From preschool on, all levels of school are important for your child's success. However, one of the most important is the school they attend just before they should be going off to college. Prep schools, short for preparatory schools, are designed to get students ready for college and to succeed there. To sort out the best prep schools from the more average ones and get your child the best education possible, be sure to ask these important questions when you're looking at schools.

How Do Students Perform On The SAT and ACT?
These standardized tests are used across the country as barometers for who universities will and won't accept. Students will take the ACT in their junior year and the SAT in their senior year. Both measure their knowledge in math, reading, and writing, and the ACT tests for proficiency in science as well. When you ask about the performance of the students at the school, you'll have to know the score averages for the tests to properly gauge if those scores are good enough. Across all schools in the United States, the average SAT score is 1060 and in private schools across the country it is about 1235.

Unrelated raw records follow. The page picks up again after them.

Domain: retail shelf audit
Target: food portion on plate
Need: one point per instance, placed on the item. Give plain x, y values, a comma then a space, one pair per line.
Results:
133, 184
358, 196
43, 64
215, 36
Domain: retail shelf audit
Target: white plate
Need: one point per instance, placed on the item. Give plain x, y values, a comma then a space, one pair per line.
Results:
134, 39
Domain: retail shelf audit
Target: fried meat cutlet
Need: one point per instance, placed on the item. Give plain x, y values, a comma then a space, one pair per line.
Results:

What Universities Have Graduates Attended?
As the entire purpose of scoping out the best prep schools is to ensure that your child gets into a good college, this question is essential. The administration will likely have a list of four-year colleges attended by graduates at the ready, and you'll want to take a look at that so that you know the kind of schools your child could be a candidate for. With this question, you should also ask how many students have graduated from college after attending the prep school, to ensure that the school not only gets students into college but gives them the skills to succeed there.

What Support Does The School Provide For Moving Onto College?
Making sure the students succeed in college comes from a certain kind of support. The best prep schools will strike a good balance of providing a plethora of programs to support students, but not so many that they are holding the hands of the students the entire time. Students going into college will have to make many decisions on their own, but they'll be ill-equipped for that if they've had their prep school to do that for them.

Searching for your child's perfect school can be intimidating, but just remember that you always know what's best for them. Be prepared with questions, know what you want, and let your parental instinct lead in the end.